Hank

I work at the Sunset Cafe, a fancy name for a rundown little restaurant situated along a desolate stretch of route 66. It’s a place people often visit but rarely linger, we serve greasy burgers that leave a sheen on your fingers, as well as pie that only looks good after a long day on the road. A classic American diner with a checkered floor, faded vinyl booths and a jukebox that was broken long before I was hired. The customers are mostly truckers, some drifters and a couple locals, as well as the odd tourist a long way from home and only part way through their journey. 

Hank was a trucker, an older man who had been a regular since well before I got hired. He wore a vest and a baseball cap and would stop whenever we happened to be in between his departure and destination. He was rough around the edges but friendly. Like an old jacket that’s a little ragged, but still warm even if the sleeves are starting to fray. At first he didn’t talk much aside from the usual pleasantries, but I’d see him every week or so and as I became a familiar face he began to open up, eating his cheeseburger and fries with extra salt he started to tell me stories. At first it was mundane if not interesting tales about hitchhikers and engine troubles but occasionally he’d tell me things he couldn’t explain. 

Things that happened in the early hours of the morning when the miles blurred into each other and the dark made surreal what would have otherwise been normal.
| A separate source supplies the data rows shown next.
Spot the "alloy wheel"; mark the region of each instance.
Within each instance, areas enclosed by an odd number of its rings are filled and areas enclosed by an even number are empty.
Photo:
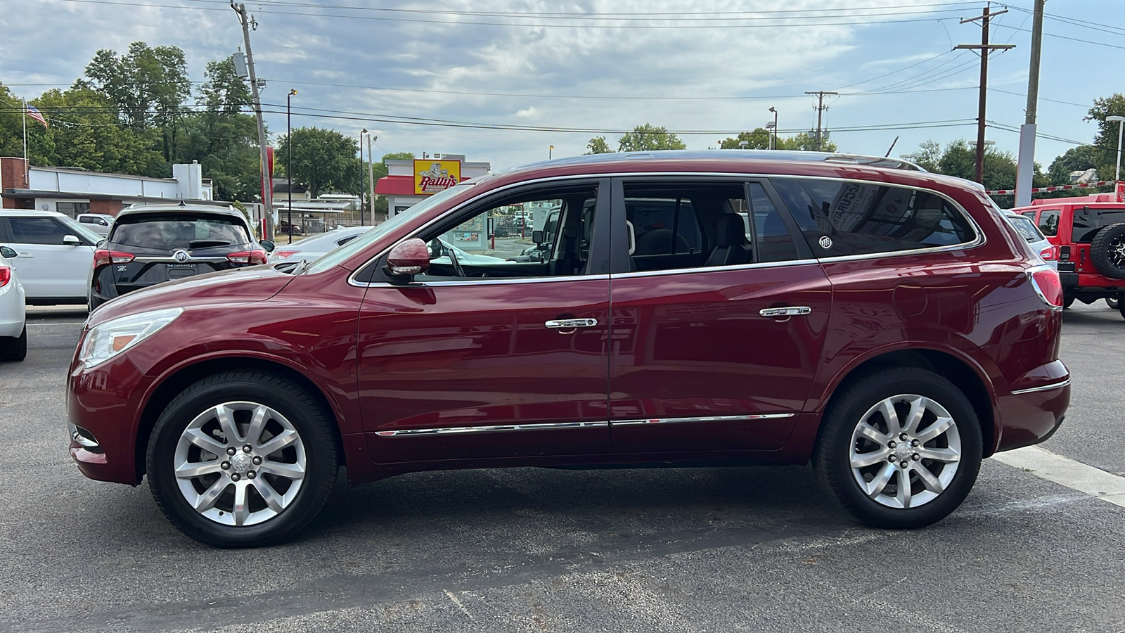
[[[917,508],[945,491],[962,457],[950,412],[922,395],[886,398],[852,433],[849,462],[861,490],[889,508]]]
[[[173,472],[197,512],[223,525],[248,526],[288,508],[305,480],[305,444],[294,425],[256,402],[216,404],[183,429]]]

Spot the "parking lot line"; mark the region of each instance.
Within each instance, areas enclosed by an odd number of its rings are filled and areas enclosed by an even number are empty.
[[[992,458],[1125,508],[1125,476],[1063,457],[1038,446],[997,453]]]

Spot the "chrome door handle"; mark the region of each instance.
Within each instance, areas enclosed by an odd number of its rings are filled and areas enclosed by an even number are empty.
[[[593,328],[597,324],[597,319],[555,319],[543,323],[555,330],[574,330],[576,328]]]
[[[800,316],[802,314],[809,314],[812,309],[808,305],[792,305],[789,307],[763,307],[758,310],[758,314],[763,316]]]

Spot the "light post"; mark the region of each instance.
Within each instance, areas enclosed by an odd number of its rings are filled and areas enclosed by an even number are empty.
[[[297,91],[290,88],[289,93],[285,96],[285,135],[286,135],[286,141],[288,141],[286,143],[288,150],[287,152],[288,158],[286,158],[285,161],[285,172],[286,176],[289,177],[289,186],[286,187],[286,189],[289,189],[289,204],[287,205],[289,207],[287,214],[289,219],[287,220],[287,222],[289,222],[288,243],[290,244],[292,243],[292,108],[290,107],[289,101],[296,93]]]
[[[773,139],[771,139],[771,142],[770,142],[770,149],[771,150],[776,150],[777,149],[777,108],[775,108],[773,106],[770,106],[770,112],[774,113],[774,127],[773,127],[774,132],[773,132]]]
[[[1125,116],[1107,116],[1107,122],[1117,124],[1117,168],[1114,170],[1114,180],[1122,179],[1122,127],[1125,126]]]

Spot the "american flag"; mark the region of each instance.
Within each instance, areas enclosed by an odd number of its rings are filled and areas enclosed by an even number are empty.
[[[47,119],[43,118],[43,113],[40,113],[35,106],[27,106],[27,116],[42,123],[43,127],[47,127]]]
Sometimes it was more than an uneasy feeling though. He told me about lights on the horizon, lights that flickered in the distance blinking in and out of the night. Sometimes as he approached they would linger closer and closer before disappearing as the headlights swallowed them with their own illumination.

 Once Hank told me about seeing the silhouette of a person walking along the cracked asphalt of the road. After traveling a couple miles further without seeing an abandoned vehicle or other signs of life he turned around worried about the traveler wandering the night alone. He drove more alertly, watching the border between what the headlights illuminated and the darkness concealed, he backtracked for a half hour or so before chalking it up to a tired mind, his imagination, too much coffee. Upon turning back around to continue his route he saw the silhouette again this time only this time it was standing still watching him. Despite the building sense of unease Hank pulled off the road onto the shoulder and got out gravel crunching under his boots only to find himself alone in the muggy and strangely quiet night. He laughed it off as he told me but there was a tremor to his voice, an uncertainty that made me think Hank was more shaken than he let on.

 As the months passed Hank started staying for longer when he visited. He would sit in his booth and stare out the window, his reflection with tired circles under the eyes balefully looking back at him. Once he told me how grateful he was whenever he saw the cafe’s neon sign. It was a constant in his transient life of roads and cargo, I remember he called it an anchor and said it kept him centered. It was the one thing that didn’t change and that he could always count on.

One morning just before sunrise I saw his truck pull up, I’d come to recognize it with its faded red cab attached to the dirty white trailer, the only distinctive thing about it was the number 47 stenciled on the door. As I looked I saw that door open and Hank stumbled out. When he entered and sat down at a table I asked if he wanted his usual burger and fries with extra salt, he just nodded and stared at the laminate tabletop , it was only when I brought him his food that he began to talk. In a shaky voice he said he’d been driving since early yesterday morning, he told me that the road had kept going, that he hadn’t seen an exit or any discernible landmarks, he didn’t remember leaving either. Just the sun rising over the horizon, and the unease and confusion that grew as it hung high in the sky before descending, giving way to darkness and exhaustion that prickled at his eyes. Only then did he see the cafe with its neon sign buzzing over the parking lot. 

Hank stayed for hours, far longer than he ever had before. He ate his meal then ordered coffee and then pie, slowly eating, scraping his plate clean with his fork, as the morning turned to afternoon he sipped his now cold coffee and picked at his napkin, tearing it into smaller and smaller pieces. As it got darker Hank finally got up and walked towards the door. He stood outside smoking a cigarette and looking off into the distance. When he finally left he didn’t say goodbye or acknowledge me, he just got back into his truck and disappeared into the night.

I never saw Hank again, but his stories, the lights, the figure, the road with no exits, they stick with me. Sometimes I wonder what happened to him, where he went, and what he could have encountered out on those roads. Sometimes, late at night, I look out into the darkness and wonder if I’ll see his truck again, the dirty white trailer and red cab with the number 47 stenciled on it. There’s a part of me that thinks Hank tapped into something out there, something beyond our logical world. But whatever it was, it took him away, leaving only questions and a sense of unease —unresolved, a story without an ending that haunts the quiet nights and lonely highways.